People often come to me looking to absolve their guilt about having been a client, or continuing to be a client of sex workers. I am not here to absolve you. I don’t centre the experiences of people who purchase sex, I centre the experiences of sex workers.
When I see sex workers talk about how their experience with a significant portion of clients being disrespectful, people who purchase sex seem to comfort themselves by saying they aren’t that type of client. This ability to self-comfort starts to break down when I, and others like me, talk about discomfort selling sex in general. If we discuss that we don’t enjoy our encounters with clients and that we feel discomfort even with those who are respectful and kind, they can’t tell themselves they aren’t that type of client. They can’t even know, if the sex worker they’re seeing is enjoying the encounter, because lying and fulfilling the fantasy that we love it is part of the service for many of us.
Often I will take short breaks from seeing clients, or see a low volume of clients for a while, then go higher volume once I badly need money. There’s discomfort in seeing clients, sometimes it’s annoying or makes me dysphoric to receive feminine compliments and to have to present with my sex worker persona. It’s the money that makes it worthwhile and brings me elation when I’m looking at it after an appointment.
I can see why understanding this will make clients uncomfortable. To admit that you’ve helped to cause some discomfort like that can be difficult. It’s uncomfortable to admit that you’ve contributed to any suffering for someone else. The thing is, we all do this all the time – these same people buy products that are made in poor working conditions for unfair wages. Many of us go to restaurants or bars where the workers have been on their feet for 8 hours and us ordering something complicated is frustrating for them. There are any number of ways that we might impact someone. Going to my corner shop during this pandemic and buying a couple of drinks, therefore potentially exposing the employees there or exposing myself, and not even giving them much money for it, is a way I’m causing someone discomfort.
People will sometimes divulge to me that they are a client, as part of an assurance that they care about sex worker rights. It’s important to understand: telling me that you are a client does not make me think you’re more likely to respect me. Plenty of johns are significantly misogynistic or hateful of sex workers, some see us as objects. Using your status as a client to try and convince me I should trust you does the exact opposite, because it makes me think you don’t understand the reality of how I experience ‘relationships’ with clients.

A significant portion of my clients try to talk me out of using protection, either when they contact me or during an appointment. Plenty of clients will push boundaries, or push me into positions that are obviously uncomfortable or painful. Some will be nice but ask me extremely personal questions and make me uncomfortable in that way. Often men who tell me they respect my profession and that they’d never disrespect me, will be the same ones pushing my boundaries later in a session, who see that as fine because it’s not violent in the sense that they’re taught sexual assault is. Some do certain things too quickly for me to have time to tell them not to, like rimming me and then moving their tongue to my vagina quickly afterwards. Twice, I’ve been given bacterial vaginosis by men who do this before I can push them away, who I’m sure would claim they’re well-meaning and didn’t realize. Hell, this is without people asking me if rimming is okay, and if someone starts before I tell them no I’m often weighing up if it’s worth the argument of asking them to stop once they’ve already started.
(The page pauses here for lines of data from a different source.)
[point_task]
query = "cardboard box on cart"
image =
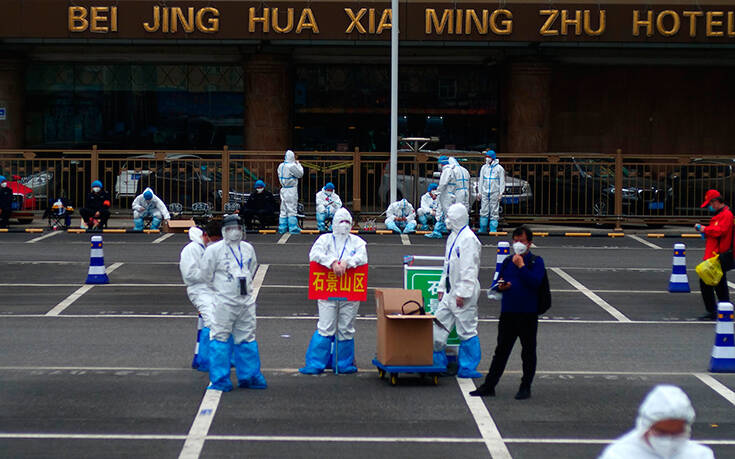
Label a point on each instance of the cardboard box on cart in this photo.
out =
(403, 339)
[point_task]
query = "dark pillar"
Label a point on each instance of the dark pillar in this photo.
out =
(528, 107)
(12, 98)
(268, 100)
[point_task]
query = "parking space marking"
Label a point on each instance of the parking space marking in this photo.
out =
(488, 430)
(717, 386)
(200, 427)
(162, 238)
(644, 242)
(66, 302)
(45, 236)
(592, 296)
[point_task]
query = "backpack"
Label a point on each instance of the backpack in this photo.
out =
(544, 290)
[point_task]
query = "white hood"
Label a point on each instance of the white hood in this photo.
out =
(664, 402)
(457, 217)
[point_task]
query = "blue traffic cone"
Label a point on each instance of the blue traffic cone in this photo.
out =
(97, 274)
(723, 352)
(679, 282)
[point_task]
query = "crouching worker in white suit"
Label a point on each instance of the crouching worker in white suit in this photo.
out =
(198, 289)
(459, 290)
(149, 205)
(338, 251)
(231, 266)
(662, 429)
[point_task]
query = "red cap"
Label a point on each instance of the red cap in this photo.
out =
(709, 196)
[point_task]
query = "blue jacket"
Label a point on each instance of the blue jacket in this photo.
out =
(525, 282)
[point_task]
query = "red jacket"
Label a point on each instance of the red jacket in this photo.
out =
(718, 233)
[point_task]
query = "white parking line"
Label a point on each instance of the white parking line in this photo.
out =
(66, 302)
(162, 238)
(644, 242)
(717, 386)
(592, 296)
(200, 427)
(488, 430)
(45, 236)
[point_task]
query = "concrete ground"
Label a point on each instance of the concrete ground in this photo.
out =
(105, 370)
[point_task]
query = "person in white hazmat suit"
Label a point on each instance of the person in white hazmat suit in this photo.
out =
(401, 217)
(338, 251)
(662, 430)
(148, 204)
(289, 173)
(446, 196)
(327, 203)
(427, 212)
(198, 289)
(491, 188)
(231, 264)
(459, 290)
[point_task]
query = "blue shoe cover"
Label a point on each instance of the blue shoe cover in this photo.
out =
(247, 366)
(293, 225)
(318, 355)
(469, 357)
(393, 227)
(440, 359)
(346, 357)
(219, 365)
(483, 225)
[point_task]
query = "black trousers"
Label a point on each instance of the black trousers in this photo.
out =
(510, 327)
(708, 294)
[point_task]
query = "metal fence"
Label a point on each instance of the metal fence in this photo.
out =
(570, 187)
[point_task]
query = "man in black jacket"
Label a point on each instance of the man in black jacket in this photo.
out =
(96, 211)
(6, 202)
(260, 204)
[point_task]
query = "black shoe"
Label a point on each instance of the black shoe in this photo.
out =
(483, 391)
(523, 393)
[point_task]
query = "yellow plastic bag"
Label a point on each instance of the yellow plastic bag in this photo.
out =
(710, 271)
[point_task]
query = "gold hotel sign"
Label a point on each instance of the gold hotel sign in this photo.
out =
(352, 20)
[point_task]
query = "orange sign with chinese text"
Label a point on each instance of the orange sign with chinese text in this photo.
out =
(325, 285)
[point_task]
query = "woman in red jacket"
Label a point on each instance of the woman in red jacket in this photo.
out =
(718, 235)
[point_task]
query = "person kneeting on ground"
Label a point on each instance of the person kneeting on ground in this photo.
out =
(519, 280)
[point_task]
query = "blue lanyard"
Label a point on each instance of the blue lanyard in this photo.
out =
(334, 241)
(241, 261)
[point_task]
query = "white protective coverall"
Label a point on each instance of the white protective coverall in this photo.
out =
(459, 279)
(200, 293)
(154, 207)
(462, 183)
(401, 217)
(491, 188)
(663, 402)
(289, 173)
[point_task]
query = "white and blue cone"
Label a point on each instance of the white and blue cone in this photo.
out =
(679, 282)
(97, 273)
(723, 352)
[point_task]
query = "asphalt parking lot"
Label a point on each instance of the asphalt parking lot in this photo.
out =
(105, 370)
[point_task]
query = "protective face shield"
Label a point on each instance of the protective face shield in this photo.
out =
(519, 248)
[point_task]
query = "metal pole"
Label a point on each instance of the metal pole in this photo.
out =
(394, 101)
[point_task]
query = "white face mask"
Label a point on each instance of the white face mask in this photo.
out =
(668, 445)
(232, 234)
(519, 248)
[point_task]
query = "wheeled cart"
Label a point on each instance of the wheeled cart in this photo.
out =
(392, 371)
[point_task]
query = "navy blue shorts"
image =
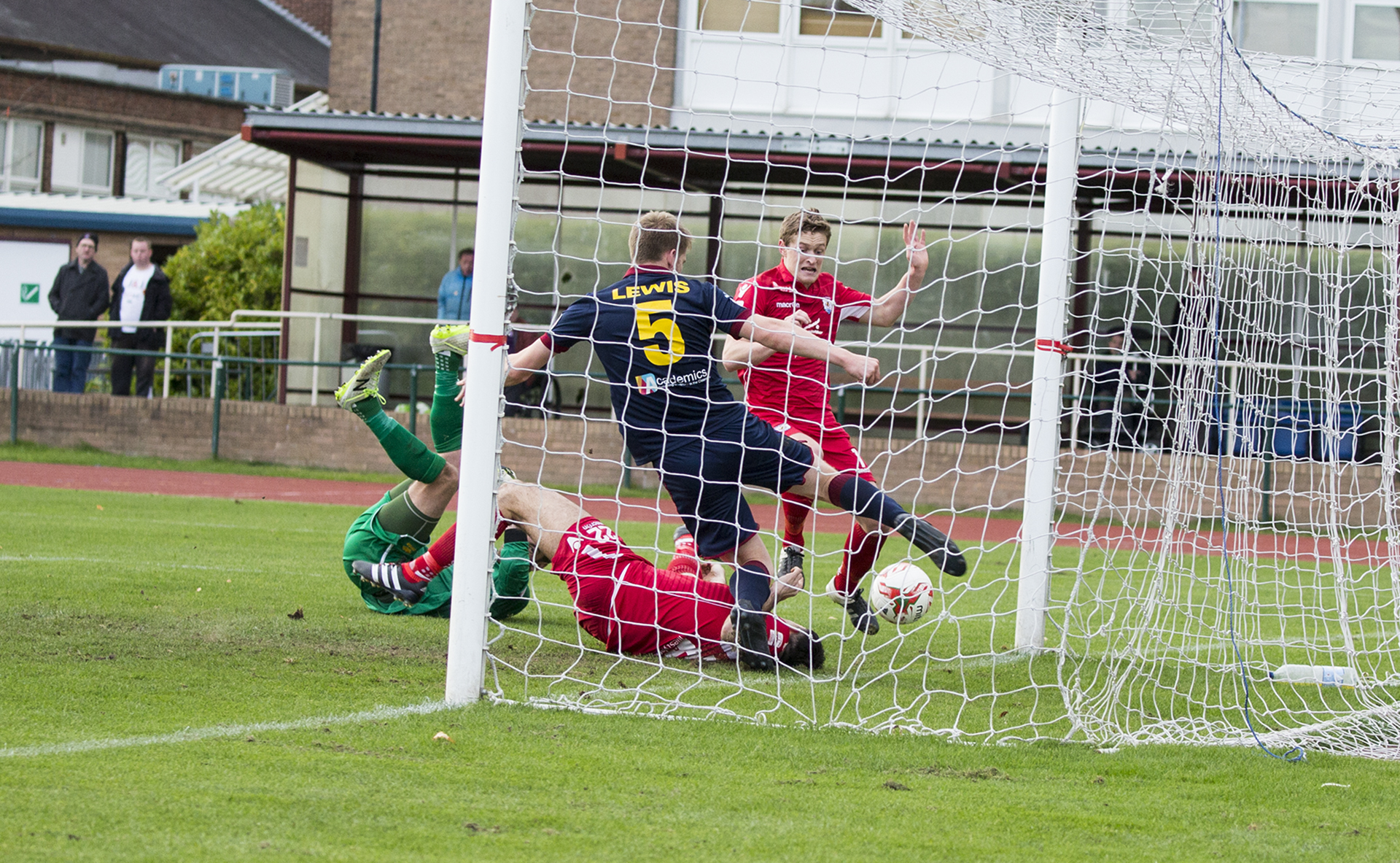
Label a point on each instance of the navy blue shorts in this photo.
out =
(703, 475)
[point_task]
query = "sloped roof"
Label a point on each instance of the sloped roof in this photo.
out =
(238, 170)
(106, 213)
(223, 33)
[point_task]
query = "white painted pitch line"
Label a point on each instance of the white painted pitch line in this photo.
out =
(193, 735)
(158, 563)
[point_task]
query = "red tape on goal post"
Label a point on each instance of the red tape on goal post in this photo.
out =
(493, 341)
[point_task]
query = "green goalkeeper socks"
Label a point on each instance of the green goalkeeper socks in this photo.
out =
(446, 418)
(406, 452)
(510, 576)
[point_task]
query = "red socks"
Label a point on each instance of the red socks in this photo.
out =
(794, 519)
(861, 549)
(432, 562)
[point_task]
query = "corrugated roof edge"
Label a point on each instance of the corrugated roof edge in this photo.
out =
(315, 34)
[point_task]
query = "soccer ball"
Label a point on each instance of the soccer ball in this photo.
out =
(901, 593)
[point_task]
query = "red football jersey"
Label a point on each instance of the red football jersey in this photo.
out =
(630, 605)
(786, 386)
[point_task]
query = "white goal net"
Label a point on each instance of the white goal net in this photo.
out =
(1214, 295)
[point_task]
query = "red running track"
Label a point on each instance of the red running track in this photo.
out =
(992, 531)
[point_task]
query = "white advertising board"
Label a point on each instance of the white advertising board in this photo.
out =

If you have guilt over being a client, it’s not my job to council you on it. If you want my honest thoughts on your specific circumstances and your method for being as ethical as you can with hiring sex workers, you can pay me for that opinion. Better yet, go and seek therapy to deal with these turbulent emotions. Either way, please stop bothering marginalized people and expecting their opinions on your actions, every time they talk about their experiences.
Talking publicly about my experiences in sex work is hard. I’m constantly battling against stigma. What I don’t need is to have to coddle the feelings of someone who pays for sexual services, while I’m doing all of that.
I’ve had clients I appreciate. Not every one of them is bad, plenty are just fine, and the work can be somewhat uncomfortable still – just like a long shift in a traditional workplace can be boring and irritating. I don’t see those clients as being any worse than customers who come into a restaurant when someone is at the end of their shift and their feet are hurting whilst they wait their table.
I shouldn’t have to say that, because I shouldn’t have to be worrying about the perception of clients when I’m fighting for basic rights for myself.